\[ \newcommand{\C}{\mathbb{C}} \newcommand{\cont}{\operatorname{\mathsf{C}}} \newcommand{\haar}{\mathsf{m}} \newcommand{\B}{\mathscr{B}} \newcommand{\D}{\mathscr{D}} \newcommand{\P}{\mathcal{P}} \newcommand{\Q}{\mathbb{Q}} \newcommand{\R}{\mathbb{R}} \newcommand{\N}{\mathbb{N}} \newcommand{\Z}{\mathbb{Z}} \newcommand{\sph}{\mathsf{S}^\mathsf{1}} \newcommand{\g}{>} \newcommand{\l}{<} \newcommand{\intd}{\,\mathsf{d}} \newcommand{\Re}{\mathsf{Re}} \newcommand{\area}{\mathop{\mathsf{Area}}} \newcommand{\met}{\mathop{\mathsf{d}}} \newcommand{\emptyset}{\varnothing} \DeclareMathOperator{\borel}{\mathsf{Bor}} \DeclareMathOperator{\baire}{\mathsf{Baire}} \newcommand{\orb}{\mathop{\mathsf{orb}}} \newcommand{\symdiff}{\mathop\triangle} \newcommand{\lp}[1][2]{\operatorname{\mathscr{L}^{\mathsf{#1}}}} \newcommand{\Lp}[1][2]{\operatorname{\mathsf{L}^{\!\mathsf{#1}}}} \]

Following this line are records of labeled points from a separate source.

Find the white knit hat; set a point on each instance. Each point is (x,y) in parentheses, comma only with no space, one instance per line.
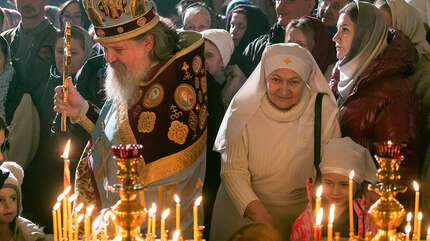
(342,155)
(14,180)
(223,41)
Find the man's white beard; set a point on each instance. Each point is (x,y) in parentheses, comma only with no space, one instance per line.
(121,85)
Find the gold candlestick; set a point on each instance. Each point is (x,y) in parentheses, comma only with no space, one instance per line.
(417,205)
(407,232)
(54,220)
(196,231)
(163,224)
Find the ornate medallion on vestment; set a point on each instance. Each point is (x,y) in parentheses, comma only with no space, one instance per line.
(197,64)
(185,97)
(178,132)
(146,122)
(153,96)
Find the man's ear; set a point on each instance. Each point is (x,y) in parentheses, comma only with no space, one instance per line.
(148,43)
(310,6)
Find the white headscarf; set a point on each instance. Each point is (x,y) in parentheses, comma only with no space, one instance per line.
(248,99)
(342,155)
(406,19)
(370,39)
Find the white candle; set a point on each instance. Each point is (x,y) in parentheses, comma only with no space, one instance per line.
(178,212)
(196,221)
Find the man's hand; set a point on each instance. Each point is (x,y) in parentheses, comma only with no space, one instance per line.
(75,101)
(259,214)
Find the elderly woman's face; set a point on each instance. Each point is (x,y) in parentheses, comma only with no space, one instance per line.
(238,26)
(78,55)
(197,22)
(284,88)
(344,35)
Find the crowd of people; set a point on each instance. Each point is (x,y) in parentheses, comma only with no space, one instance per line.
(250,103)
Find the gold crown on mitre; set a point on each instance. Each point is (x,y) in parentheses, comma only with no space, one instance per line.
(116,20)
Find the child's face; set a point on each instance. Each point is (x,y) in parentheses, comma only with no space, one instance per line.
(335,188)
(8,205)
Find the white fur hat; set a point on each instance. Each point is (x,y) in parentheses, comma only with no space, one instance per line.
(14,180)
(223,41)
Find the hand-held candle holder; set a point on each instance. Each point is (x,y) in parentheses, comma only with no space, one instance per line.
(387,213)
(128,212)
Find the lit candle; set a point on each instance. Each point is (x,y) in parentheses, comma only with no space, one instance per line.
(154,219)
(417,205)
(176,235)
(318,200)
(65,156)
(87,223)
(60,227)
(318,226)
(163,224)
(407,231)
(54,220)
(196,221)
(420,218)
(350,198)
(70,200)
(149,223)
(65,218)
(178,212)
(330,224)
(78,221)
(428,234)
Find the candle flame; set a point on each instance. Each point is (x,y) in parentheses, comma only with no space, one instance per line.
(331,217)
(409,217)
(60,198)
(90,210)
(351,175)
(72,198)
(79,207)
(408,228)
(79,220)
(176,235)
(67,190)
(416,186)
(177,199)
(56,206)
(198,201)
(165,213)
(319,217)
(66,150)
(319,191)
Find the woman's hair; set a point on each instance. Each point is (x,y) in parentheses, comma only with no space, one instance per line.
(166,41)
(84,18)
(304,24)
(256,232)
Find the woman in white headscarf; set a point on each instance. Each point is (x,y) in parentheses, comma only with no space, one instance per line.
(266,141)
(375,99)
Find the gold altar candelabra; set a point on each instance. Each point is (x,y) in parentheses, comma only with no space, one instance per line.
(387,213)
(129,213)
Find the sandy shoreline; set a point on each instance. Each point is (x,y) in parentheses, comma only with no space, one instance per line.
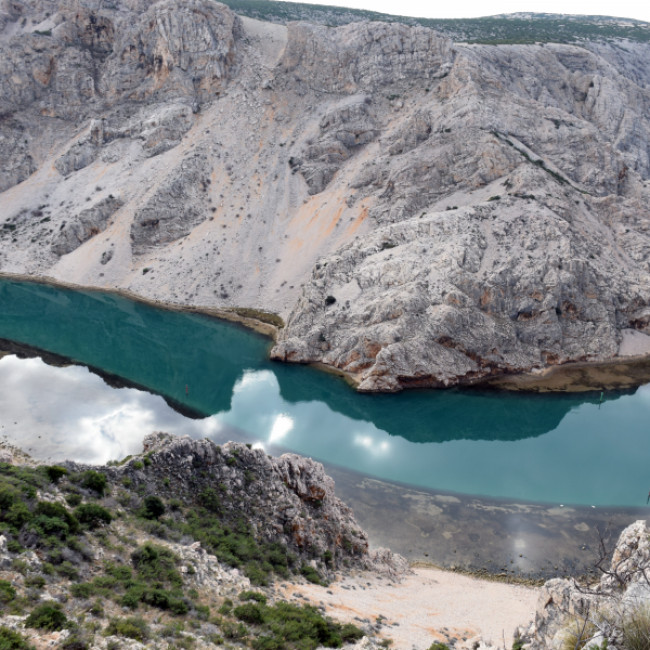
(631,368)
(427,605)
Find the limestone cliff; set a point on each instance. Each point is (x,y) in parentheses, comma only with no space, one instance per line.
(421,212)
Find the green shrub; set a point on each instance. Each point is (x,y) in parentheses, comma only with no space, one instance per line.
(93,515)
(35,581)
(68,570)
(82,590)
(94,481)
(10,640)
(14,546)
(311,574)
(209,499)
(7,592)
(636,628)
(18,515)
(152,507)
(226,607)
(131,628)
(253,595)
(55,472)
(73,499)
(47,616)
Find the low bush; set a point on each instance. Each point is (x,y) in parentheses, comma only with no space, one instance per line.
(636,628)
(152,507)
(131,627)
(285,625)
(7,592)
(55,472)
(47,616)
(312,575)
(10,640)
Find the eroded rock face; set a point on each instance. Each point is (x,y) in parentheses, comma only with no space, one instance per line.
(421,213)
(599,613)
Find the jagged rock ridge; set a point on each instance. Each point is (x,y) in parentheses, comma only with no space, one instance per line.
(422,213)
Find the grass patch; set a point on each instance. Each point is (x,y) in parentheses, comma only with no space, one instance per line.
(258,314)
(285,625)
(10,640)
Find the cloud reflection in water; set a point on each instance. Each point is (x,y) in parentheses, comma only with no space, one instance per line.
(56,413)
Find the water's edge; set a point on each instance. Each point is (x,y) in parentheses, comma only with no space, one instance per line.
(618,373)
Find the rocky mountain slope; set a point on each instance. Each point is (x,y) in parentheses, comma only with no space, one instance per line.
(420,212)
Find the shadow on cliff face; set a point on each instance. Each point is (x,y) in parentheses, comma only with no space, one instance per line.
(510,538)
(465,414)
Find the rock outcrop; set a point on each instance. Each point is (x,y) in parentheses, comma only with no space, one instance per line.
(288,500)
(421,213)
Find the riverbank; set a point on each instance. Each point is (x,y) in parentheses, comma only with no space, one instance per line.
(427,605)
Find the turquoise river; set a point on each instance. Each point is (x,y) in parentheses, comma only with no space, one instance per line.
(552,448)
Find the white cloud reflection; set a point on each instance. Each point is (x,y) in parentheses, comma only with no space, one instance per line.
(57,413)
(281,426)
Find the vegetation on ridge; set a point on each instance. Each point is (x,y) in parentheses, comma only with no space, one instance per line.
(502,29)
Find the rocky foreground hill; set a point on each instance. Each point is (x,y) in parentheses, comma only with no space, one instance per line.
(420,212)
(182,546)
(192,545)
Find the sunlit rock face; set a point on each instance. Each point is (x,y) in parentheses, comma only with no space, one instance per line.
(421,212)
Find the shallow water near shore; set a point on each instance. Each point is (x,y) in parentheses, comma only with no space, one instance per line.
(406,463)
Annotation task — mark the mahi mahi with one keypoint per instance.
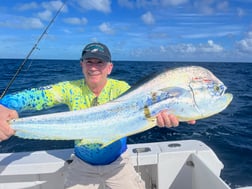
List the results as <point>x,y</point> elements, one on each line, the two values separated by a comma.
<point>190,93</point>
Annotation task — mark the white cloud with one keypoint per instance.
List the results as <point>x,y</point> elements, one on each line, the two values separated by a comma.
<point>245,45</point>
<point>98,5</point>
<point>126,3</point>
<point>240,12</point>
<point>148,18</point>
<point>45,15</point>
<point>54,6</point>
<point>187,48</point>
<point>76,21</point>
<point>27,6</point>
<point>172,2</point>
<point>22,23</point>
<point>106,28</point>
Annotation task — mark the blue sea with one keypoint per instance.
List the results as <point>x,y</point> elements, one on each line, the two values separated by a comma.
<point>228,133</point>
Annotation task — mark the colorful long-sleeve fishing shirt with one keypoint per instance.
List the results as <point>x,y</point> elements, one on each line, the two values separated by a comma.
<point>76,95</point>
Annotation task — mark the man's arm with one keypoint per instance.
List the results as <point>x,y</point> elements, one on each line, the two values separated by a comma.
<point>5,116</point>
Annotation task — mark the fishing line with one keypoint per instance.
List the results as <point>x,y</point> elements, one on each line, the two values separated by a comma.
<point>31,51</point>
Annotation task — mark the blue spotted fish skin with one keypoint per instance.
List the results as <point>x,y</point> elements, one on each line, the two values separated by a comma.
<point>190,93</point>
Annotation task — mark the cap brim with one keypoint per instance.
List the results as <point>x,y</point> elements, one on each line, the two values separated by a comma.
<point>95,55</point>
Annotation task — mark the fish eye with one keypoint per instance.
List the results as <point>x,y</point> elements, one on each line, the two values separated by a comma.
<point>216,88</point>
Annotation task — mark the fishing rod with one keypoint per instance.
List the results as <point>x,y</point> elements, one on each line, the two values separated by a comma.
<point>31,51</point>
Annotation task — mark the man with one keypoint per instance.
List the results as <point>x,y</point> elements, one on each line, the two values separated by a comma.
<point>92,166</point>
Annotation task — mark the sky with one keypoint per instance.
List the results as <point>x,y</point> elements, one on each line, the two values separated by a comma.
<point>142,30</point>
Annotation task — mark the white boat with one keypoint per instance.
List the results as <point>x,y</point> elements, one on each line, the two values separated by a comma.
<point>189,164</point>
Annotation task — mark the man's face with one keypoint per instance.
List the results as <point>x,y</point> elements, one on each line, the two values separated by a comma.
<point>96,70</point>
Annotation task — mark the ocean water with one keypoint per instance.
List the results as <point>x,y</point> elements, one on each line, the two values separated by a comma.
<point>228,133</point>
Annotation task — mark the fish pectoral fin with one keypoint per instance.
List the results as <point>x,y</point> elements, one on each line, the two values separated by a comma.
<point>174,91</point>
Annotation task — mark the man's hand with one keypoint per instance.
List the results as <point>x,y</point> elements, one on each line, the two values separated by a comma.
<point>169,120</point>
<point>5,116</point>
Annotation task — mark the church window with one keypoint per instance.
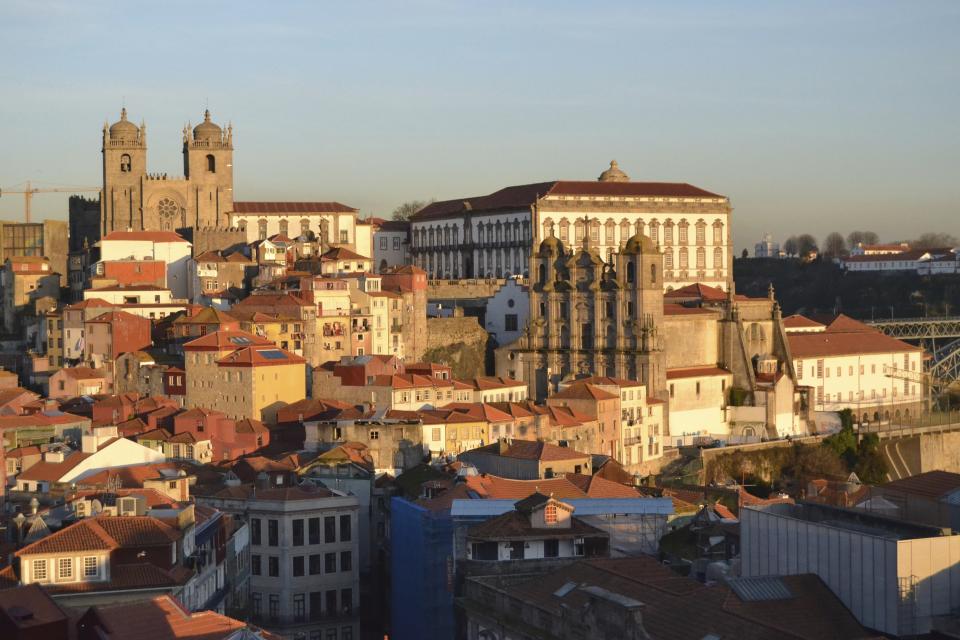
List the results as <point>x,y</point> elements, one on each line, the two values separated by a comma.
<point>668,233</point>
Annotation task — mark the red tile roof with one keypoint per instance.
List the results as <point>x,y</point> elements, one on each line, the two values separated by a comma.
<point>279,208</point>
<point>152,236</point>
<point>696,372</point>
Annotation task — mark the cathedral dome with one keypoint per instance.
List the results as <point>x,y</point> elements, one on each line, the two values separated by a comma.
<point>123,129</point>
<point>640,244</point>
<point>550,245</point>
<point>207,130</point>
<point>613,174</point>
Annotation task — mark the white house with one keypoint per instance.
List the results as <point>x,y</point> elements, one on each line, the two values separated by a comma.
<point>853,366</point>
<point>152,245</point>
<point>508,311</point>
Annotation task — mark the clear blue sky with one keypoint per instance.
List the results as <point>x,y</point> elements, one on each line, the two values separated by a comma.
<point>811,116</point>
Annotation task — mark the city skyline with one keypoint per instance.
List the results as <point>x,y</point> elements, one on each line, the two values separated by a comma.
<point>843,120</point>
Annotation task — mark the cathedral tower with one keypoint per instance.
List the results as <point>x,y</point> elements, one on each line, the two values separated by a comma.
<point>124,168</point>
<point>208,167</point>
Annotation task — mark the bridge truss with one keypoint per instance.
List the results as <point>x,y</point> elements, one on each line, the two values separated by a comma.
<point>939,336</point>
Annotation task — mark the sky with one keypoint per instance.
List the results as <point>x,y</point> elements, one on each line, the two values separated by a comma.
<point>811,116</point>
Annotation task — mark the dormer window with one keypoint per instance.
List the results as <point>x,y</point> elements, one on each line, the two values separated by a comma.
<point>550,514</point>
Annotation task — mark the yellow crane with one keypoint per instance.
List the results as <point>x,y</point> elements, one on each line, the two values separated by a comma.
<point>29,190</point>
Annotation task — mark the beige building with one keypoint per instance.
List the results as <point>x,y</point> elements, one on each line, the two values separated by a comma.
<point>137,200</point>
<point>493,235</point>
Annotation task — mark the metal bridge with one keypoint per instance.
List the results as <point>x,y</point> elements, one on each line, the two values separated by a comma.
<point>939,336</point>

1. Give an example of a point $x \in \{0,1\}^\N$ for which \[ \lim_{r \to \infty} \dfrac{1}{2^{2r}} \sum_{n=1}^{2^{2r}} x(n) \qquad \lim_{r \to \infty} \dfrac{1}{2^{2r+1}} \sum_{n=1}^{2^{2r+1}} x(n) \] both exist and are distinct.
2. The strong law of large numbers states for the $(p,1-p)$ coin measure $\mu_p$ that the set \[ F_p = \left\{ x \in \{0,1\}^\N : \lim_{N \to \infty} \dfrac{1}{N} \sum_{n=1}^N x(n) = p \right\} \] has measure 1.
   1. Prove that $p \ne q$ implies $F_p \cap F_q = \emptyset$.
   2. We have $\mu_p(X) = 1$ for all $0 \le p \le 1$. Briefly explain why there is no contradiction in writing $X$ as an uncountable union of sets $F_p$ each having measure 1.